These are the BEST protein pancakes! They’re made with eggs, bananas, and rolled oats, and will keep you going until lunchtime.
I am a MAJOR breakfast advocate. If you’re my friend and you’ve told me that you tend to skip breakfast, I have most likely given you a “YOU NEED TO EAT BREAKFAST” speech. They’re not kidding when they say that breakfast is the most important meal of the day, people. If you eat a healthy breakfast, you are more likely to start your day on a healthy track and less likely to binge on unhealthy junk for lunch and dinner. It’s science. It’s proven. Believe me.
People often ask me what I often eat for breakfast. The answer is: it changes. But whatever it is, I always make sure it has a big dose of protein and fiber / whole grains to get me going. My weekday morning routine is quite hectic – I like to get to the gym by 5:30AM so that I can be out the door for work by no later than 7:30AM. So weekday breakfasts are most often protein smoothies because I can drink them in the car on the way to work:
If I have more time in the morning (i.e. the weekends) my go-to breakfast is making these protein pancakes. You may have seen various protein pancake recipes floating around the internet. Most often protein powder is in the mix, but the protein in these pancakes comes from eggs, egg whites, and rolled oats.
I love these pancakes so much that on the weekends I typically jump right out of bed just so I can make them immediately. I eat mine with almond butter on top for an added dose of protein and healthy fats.
As someone who must eat every 3 hours, I PROMISE you that these will keep you full for even longer than that.
I also love them so much that on certain weeknights when I don’t have time to make a “real” dinner, I have breakfast for dinner and make these instead.

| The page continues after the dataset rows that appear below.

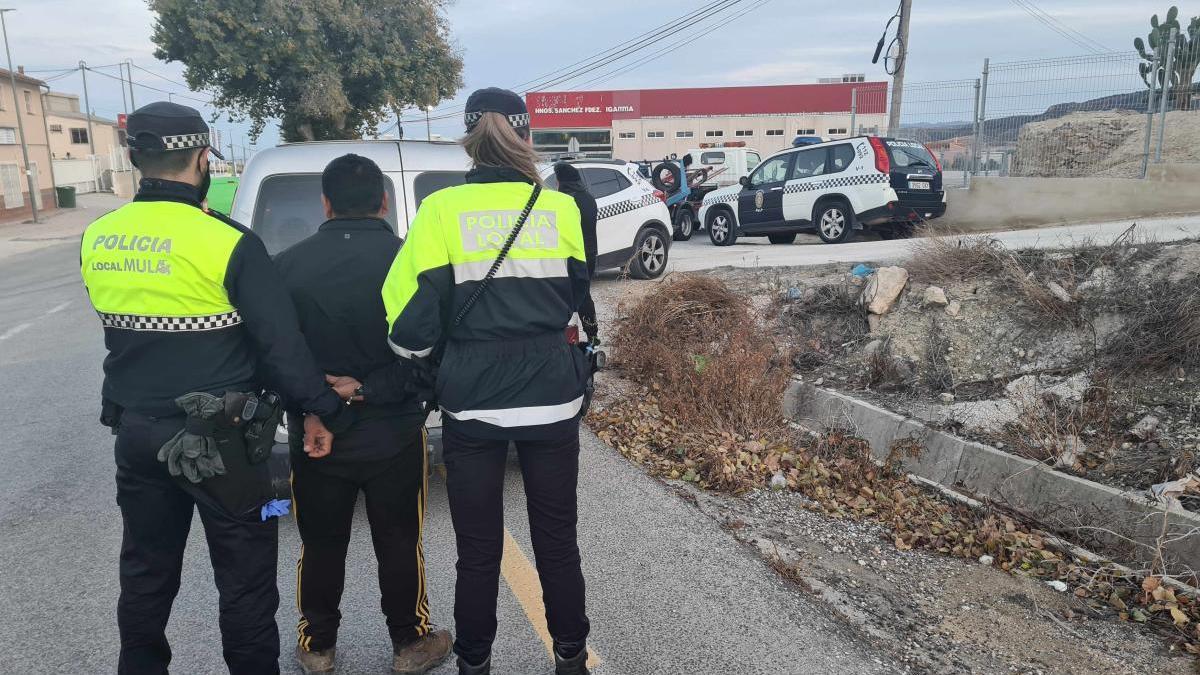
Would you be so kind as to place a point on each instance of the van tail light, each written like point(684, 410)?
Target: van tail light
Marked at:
point(882, 163)
point(936, 161)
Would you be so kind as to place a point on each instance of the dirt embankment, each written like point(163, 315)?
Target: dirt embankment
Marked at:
point(1108, 143)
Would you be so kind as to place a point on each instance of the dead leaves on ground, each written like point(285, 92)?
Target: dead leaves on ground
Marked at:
point(837, 475)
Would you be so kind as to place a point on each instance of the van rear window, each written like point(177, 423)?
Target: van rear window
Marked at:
point(288, 209)
point(910, 154)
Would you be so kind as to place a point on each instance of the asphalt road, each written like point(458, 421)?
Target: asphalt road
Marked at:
point(669, 591)
point(700, 254)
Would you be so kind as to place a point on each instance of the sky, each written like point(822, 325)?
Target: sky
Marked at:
point(507, 42)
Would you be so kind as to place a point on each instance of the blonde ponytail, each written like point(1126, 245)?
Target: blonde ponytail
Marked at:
point(495, 143)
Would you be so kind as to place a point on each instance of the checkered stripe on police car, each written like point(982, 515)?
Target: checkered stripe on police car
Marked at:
point(625, 207)
point(185, 141)
point(721, 199)
point(169, 323)
point(840, 181)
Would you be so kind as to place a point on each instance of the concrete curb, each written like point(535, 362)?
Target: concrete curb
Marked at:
point(1061, 501)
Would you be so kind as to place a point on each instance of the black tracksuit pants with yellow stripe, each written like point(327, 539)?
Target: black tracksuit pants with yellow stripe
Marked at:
point(384, 459)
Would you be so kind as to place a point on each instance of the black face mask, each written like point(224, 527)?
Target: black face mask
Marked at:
point(202, 191)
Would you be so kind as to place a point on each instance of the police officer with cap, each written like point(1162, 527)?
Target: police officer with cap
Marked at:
point(490, 276)
point(191, 306)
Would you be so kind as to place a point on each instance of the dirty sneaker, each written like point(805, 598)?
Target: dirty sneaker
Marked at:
point(481, 669)
point(575, 665)
point(423, 653)
point(316, 661)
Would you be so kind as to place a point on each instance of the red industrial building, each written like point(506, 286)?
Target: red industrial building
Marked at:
point(653, 123)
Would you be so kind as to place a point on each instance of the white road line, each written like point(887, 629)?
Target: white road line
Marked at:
point(15, 330)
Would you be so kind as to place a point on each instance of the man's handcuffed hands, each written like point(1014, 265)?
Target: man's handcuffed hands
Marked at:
point(346, 387)
point(318, 441)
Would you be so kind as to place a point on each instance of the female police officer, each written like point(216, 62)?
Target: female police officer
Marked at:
point(485, 285)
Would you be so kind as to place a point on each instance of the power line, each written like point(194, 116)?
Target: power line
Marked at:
point(208, 102)
point(1061, 29)
point(598, 60)
point(612, 75)
point(1057, 22)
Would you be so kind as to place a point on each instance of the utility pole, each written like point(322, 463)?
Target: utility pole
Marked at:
point(129, 66)
point(901, 58)
point(21, 123)
point(87, 108)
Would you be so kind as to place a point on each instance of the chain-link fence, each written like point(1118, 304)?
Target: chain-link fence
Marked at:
point(1092, 115)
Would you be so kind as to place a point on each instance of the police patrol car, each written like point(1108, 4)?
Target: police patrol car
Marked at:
point(833, 189)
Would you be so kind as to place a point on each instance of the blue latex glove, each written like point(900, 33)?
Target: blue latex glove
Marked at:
point(276, 508)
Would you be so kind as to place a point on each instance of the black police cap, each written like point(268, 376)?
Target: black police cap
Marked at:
point(168, 126)
point(496, 100)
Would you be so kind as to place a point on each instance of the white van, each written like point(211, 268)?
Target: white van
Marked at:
point(736, 160)
point(279, 196)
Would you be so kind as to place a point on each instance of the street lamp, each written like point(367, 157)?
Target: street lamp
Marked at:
point(16, 108)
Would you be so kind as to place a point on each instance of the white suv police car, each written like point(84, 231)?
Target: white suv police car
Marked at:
point(833, 189)
point(631, 217)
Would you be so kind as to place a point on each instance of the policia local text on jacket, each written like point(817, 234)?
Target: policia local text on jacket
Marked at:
point(334, 279)
point(508, 374)
point(190, 303)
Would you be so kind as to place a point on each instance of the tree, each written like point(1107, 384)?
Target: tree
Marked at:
point(327, 69)
point(1187, 57)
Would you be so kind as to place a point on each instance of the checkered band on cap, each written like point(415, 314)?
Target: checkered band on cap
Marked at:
point(185, 141)
point(169, 323)
point(516, 121)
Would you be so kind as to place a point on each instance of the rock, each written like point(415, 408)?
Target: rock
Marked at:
point(1099, 282)
point(1059, 292)
point(1061, 586)
point(1146, 428)
point(883, 287)
point(874, 347)
point(935, 296)
point(985, 416)
point(1072, 447)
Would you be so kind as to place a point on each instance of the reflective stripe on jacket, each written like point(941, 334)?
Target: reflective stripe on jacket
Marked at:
point(508, 365)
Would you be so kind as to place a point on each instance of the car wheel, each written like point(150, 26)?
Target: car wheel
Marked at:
point(684, 225)
point(721, 230)
point(649, 254)
point(835, 222)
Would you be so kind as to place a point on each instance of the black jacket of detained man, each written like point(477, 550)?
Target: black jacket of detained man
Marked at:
point(335, 279)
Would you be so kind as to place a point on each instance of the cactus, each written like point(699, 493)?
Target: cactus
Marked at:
point(1187, 57)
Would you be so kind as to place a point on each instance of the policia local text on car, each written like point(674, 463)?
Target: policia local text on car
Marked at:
point(195, 317)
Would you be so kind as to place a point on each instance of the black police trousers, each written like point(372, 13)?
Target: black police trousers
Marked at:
point(324, 493)
point(475, 487)
point(156, 512)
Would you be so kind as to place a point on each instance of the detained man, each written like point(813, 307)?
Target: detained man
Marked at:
point(334, 279)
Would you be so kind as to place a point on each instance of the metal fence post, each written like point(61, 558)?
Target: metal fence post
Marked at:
point(1150, 114)
point(1167, 94)
point(983, 112)
point(853, 112)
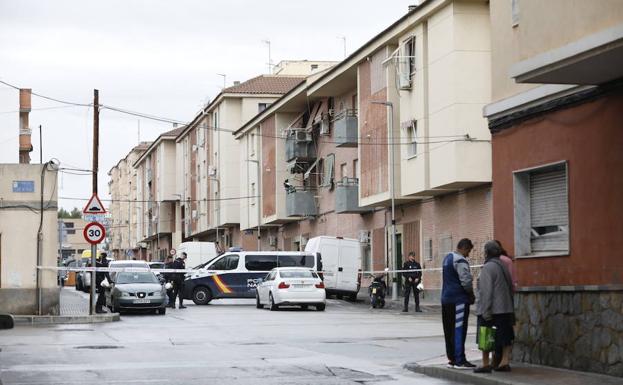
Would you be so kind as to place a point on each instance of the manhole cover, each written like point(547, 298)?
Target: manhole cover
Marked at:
point(99, 347)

These Protein Pancakes are so good, I eat them nearly every morning for breakfast. Serve them with almond butter for a delicious, well-rounded breakfast.
- 1 whole egg
- 2 egg whites*
- 1 teaspoon vanilla extract
- a few good shakes of cinnamon (about 1/4 teaspoon)
- 1/3 cup old fashioned rolled oats (I don't recommend quick cooking or steel-cut oats)
- 1/2 banana sliced into 1/8" slices
- 1-2 Tablespoons almond butter, for serving
- Cooking spray
Preheat a large non-stick skillet to MEDIUM-LOW heat. Spray with cooking spray.
In a medium bowl whisk together the egg, egg whites, vanilla and cinnamon. Add the oats and banana slices and stir well to combine. The batter's consistency won’t look like it will form into pancakes, but I promise it will!
Pour the batter onto the skillet to form two separate pancakes. Cook the pancakes for 2-3 minutes on one side and then flip and cook for an additional 1-2 minutes. Remove from the pan and serve with almond butter (I love this one).
*Alternatively you can use two whole eggs.